"Uccise lo zio nella fonderia". Ergastolo al nipote di Bozzoli: distrusse il corpo

Lo zio Mario sparì dalla sua azienda a Marcheno nell’ottobre del 2015, aveva 50 anni. Il giudice: l’assassino ha sciolto il cadavere in un forno con l’aiuto di un dipendente (poi deceduto)

La vedova di Mario Bozzoli, Irene Zubani, dopo la lettura della sentenza

La vedova di Mario Bozzoli, Irene Zubani, dopo la lettura della sentenza

Brescia - «Ma mi hanno condannato?", chiede Giacomo Bozzoli a un giornalista uscendo dall’aula. Per lui è ergastolo. Pochi minuti prima il presidente della Corte d’Assise di Brescia, Roberto Spanò, ha letto il dispositivo della sentenza che dopo sette anni ha messo il primo punto fermo all’enigma di Marcheno, nella Valtrompia bresciana, iniziato la sera dell’8 ottobre del 2015, quando Mario Bozzoli, titolare delle fonderia di famiglia con il fratello maggiore Alex, svanisce nel nulla. Al termine di una camera di consiglio iniziata nel pomeriggio di giovedì l’Assise bresciana ha condannato il trentasettenne Giacomo al carcere a vita per omicidio volontario della zio Mario aggravato dalla premeditazione e distruzione del cadavere (come richiesto dall’accusa). In più dodici mesi di isolamento diurno. Giacomo Bozzoli decade dalla potestà genitoriale. Alla lettura della sentenza, visibilmente scosso, è stato sorretto dal padre Adelio e dal fratello Alex.

I giudici hanno stabilito una provvisionale di 75 mila euro ciascuno a favore di Irene Zubani, vedova di Mario, e dei figli Claudio e Giuseppe. Quello che traspare della sentenza è un quadro sinistro della fonderia di Marcheno in quella lontana serata di ottobre. Infatti la Corte trasmetterà gli atti alla Procura perché valuti i reati di concorso in omicidio e distruzione di cadavere per l’operaio Oscar Maggi (nell’ipotesi che questi fosse a conoscenza del progetto per eliminare il suo datore di lavoro), di favoreggiamento personale per un altro dipendente della fabbrica di via Ghitti, il senegalese Aboagye Akwasi detto Abu, di falsa testimonianza per Alex Bozzoli, fratello di Giacomo.

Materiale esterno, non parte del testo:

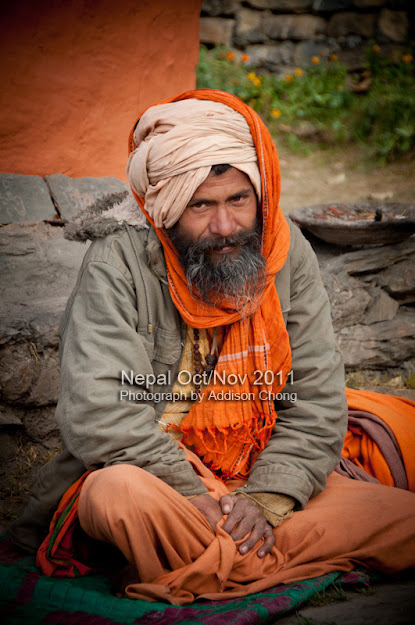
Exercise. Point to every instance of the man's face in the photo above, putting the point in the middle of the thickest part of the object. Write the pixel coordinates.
(221, 208)
(218, 239)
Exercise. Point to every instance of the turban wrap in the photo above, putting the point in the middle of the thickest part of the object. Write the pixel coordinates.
(177, 145)
(172, 148)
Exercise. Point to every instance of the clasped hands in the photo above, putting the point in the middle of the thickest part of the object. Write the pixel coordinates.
(243, 518)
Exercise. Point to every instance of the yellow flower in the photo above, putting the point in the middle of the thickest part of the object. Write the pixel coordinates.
(256, 80)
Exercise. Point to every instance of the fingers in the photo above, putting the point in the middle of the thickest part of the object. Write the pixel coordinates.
(243, 519)
(226, 503)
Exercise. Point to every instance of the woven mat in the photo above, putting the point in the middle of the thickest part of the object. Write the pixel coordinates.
(30, 598)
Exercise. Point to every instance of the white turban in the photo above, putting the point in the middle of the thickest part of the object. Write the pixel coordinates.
(177, 144)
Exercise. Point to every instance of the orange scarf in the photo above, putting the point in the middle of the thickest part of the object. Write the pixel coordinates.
(255, 359)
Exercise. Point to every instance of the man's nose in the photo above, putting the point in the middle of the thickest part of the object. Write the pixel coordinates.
(222, 222)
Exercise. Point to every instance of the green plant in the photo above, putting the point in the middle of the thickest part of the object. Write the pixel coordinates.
(324, 97)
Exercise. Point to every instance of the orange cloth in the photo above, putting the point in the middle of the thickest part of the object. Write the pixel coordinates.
(229, 434)
(179, 558)
(399, 415)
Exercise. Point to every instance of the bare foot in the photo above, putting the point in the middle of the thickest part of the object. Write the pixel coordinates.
(126, 575)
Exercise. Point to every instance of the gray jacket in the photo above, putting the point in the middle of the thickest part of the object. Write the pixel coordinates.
(120, 316)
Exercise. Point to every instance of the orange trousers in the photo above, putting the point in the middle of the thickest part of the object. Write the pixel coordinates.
(179, 558)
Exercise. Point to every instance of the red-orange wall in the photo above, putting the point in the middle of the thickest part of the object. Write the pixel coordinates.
(75, 74)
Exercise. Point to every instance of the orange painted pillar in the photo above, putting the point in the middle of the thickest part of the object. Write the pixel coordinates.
(75, 75)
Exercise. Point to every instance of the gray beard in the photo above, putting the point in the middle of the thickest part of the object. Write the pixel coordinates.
(236, 281)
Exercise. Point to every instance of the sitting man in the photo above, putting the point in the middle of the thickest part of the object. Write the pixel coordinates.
(202, 387)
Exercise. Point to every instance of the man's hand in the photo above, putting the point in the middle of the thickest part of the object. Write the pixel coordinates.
(244, 518)
(209, 507)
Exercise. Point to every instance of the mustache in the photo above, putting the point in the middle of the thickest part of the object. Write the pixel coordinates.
(214, 244)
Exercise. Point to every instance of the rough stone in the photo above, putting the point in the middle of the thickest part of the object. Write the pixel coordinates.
(295, 27)
(394, 25)
(282, 5)
(379, 345)
(372, 260)
(381, 308)
(24, 198)
(331, 5)
(73, 194)
(39, 268)
(41, 427)
(271, 57)
(368, 4)
(249, 27)
(214, 8)
(343, 23)
(399, 280)
(8, 447)
(348, 298)
(305, 51)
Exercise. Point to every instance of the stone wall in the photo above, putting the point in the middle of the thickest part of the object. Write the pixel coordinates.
(279, 34)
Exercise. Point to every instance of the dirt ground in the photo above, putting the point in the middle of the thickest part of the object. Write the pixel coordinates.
(341, 175)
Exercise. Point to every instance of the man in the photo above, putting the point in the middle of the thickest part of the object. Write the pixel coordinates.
(201, 382)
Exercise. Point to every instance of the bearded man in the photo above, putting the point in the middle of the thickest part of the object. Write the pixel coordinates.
(217, 483)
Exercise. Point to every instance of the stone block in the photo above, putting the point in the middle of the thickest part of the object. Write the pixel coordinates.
(39, 269)
(249, 27)
(216, 30)
(282, 5)
(331, 5)
(24, 198)
(394, 25)
(73, 194)
(342, 24)
(399, 280)
(379, 345)
(368, 4)
(381, 308)
(271, 57)
(214, 8)
(304, 52)
(295, 27)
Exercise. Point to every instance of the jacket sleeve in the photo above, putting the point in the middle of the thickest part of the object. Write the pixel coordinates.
(307, 439)
(100, 340)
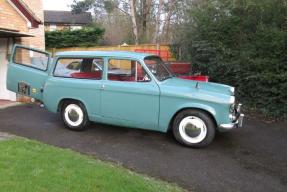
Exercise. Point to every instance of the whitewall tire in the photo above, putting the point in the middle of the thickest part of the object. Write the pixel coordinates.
(194, 128)
(74, 116)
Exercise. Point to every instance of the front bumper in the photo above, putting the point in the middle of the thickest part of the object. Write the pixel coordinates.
(238, 122)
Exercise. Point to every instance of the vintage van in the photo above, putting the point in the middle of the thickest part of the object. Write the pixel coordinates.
(126, 89)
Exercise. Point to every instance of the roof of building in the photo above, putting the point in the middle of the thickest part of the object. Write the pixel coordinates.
(26, 12)
(122, 54)
(67, 17)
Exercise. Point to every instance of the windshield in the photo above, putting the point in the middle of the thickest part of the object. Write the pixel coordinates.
(158, 68)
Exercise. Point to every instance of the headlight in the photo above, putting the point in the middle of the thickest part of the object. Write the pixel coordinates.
(232, 117)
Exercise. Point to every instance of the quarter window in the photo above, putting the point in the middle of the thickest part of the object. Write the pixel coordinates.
(126, 70)
(81, 68)
(31, 58)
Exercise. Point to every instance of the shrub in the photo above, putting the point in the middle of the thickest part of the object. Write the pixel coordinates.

Nella loro requisitoria i pubblici ministeri Silvio Bonfigli e Marco Martani avevano appoggiato la richiesta dell’ergastolo per l’imputato. Da tempo Giacomo meditava di uccidere lo zio, che tentava di opporsi alla "gestione allegra" della ditta e di controllare le merci in entrata e in uscita. Ad acuire i contrasti anche la storia di una fattura per uno scoppio dei forni mai avvenuto. Giacomo è nella zona dei forni della fonderia quando si perdono le tracce dello zio e quando, alle 19.18, dal forno grande esce una fumata subito ritenuta anomala. Per l’accusa la fumata "certifica" la morte dell’imprenditore, che in quel forno ha trovato la sua tomba. Dirimente e decisivo l’esperimento effettuato lo scorso 27 aprile in una fonderia di Provaglio d’Iseo, quando era stata gettata in un forno la carcassa di un maialino con indosso dei panni per simulare gli indumenti della vittima. La perizia aveva stabilito che eliminare un cadavere in un crogiuolo a 900 gradi era possibile senza che si verificassero esplosioni. Il test aveva convinto i pm che il forno fosse stato la tomba di Mario Bozzoli. Per farlo, Giacomo Bozzoli avrebbe avuto la collaborazione di Giuseppe Ghirardini, un veterano dell’azienda, che era scomparso sei giorni dopo Mario per essere ritrovato a Case di Viso, sopra Ponte di Legno, avvelenato da un’esca di cianuro.

Il «suicidio parlante", secondo l’accusa, di un uomo oppresso dal rimorso e schiacciato dalla paura che le indagini risalissero fino a lui, dopo avere compreso di essere l’anello debole. Fondamentale per l’accusa la questione delle telecamere: neutralizzate da Giacomo Bozzoli, il solo, con il fratello Alex, che avesse i codici. Assoluzione perché il fatto non sussiste o per non avere commesso "alcuno dei fatti contestati" era stata la richiesta del difensore Luigi Frattini. Nessuna prova che Mario Bozzoli fosse stato ucciso all’interno della fonderia. Sul pavimento, impolverato e sporco di unto, non era rimasta la minima traccia di aggressione, sangue, trascinamento di un corpo. Così come il nastro trasportatore del forno non portava né tracce ematiche né biologiche.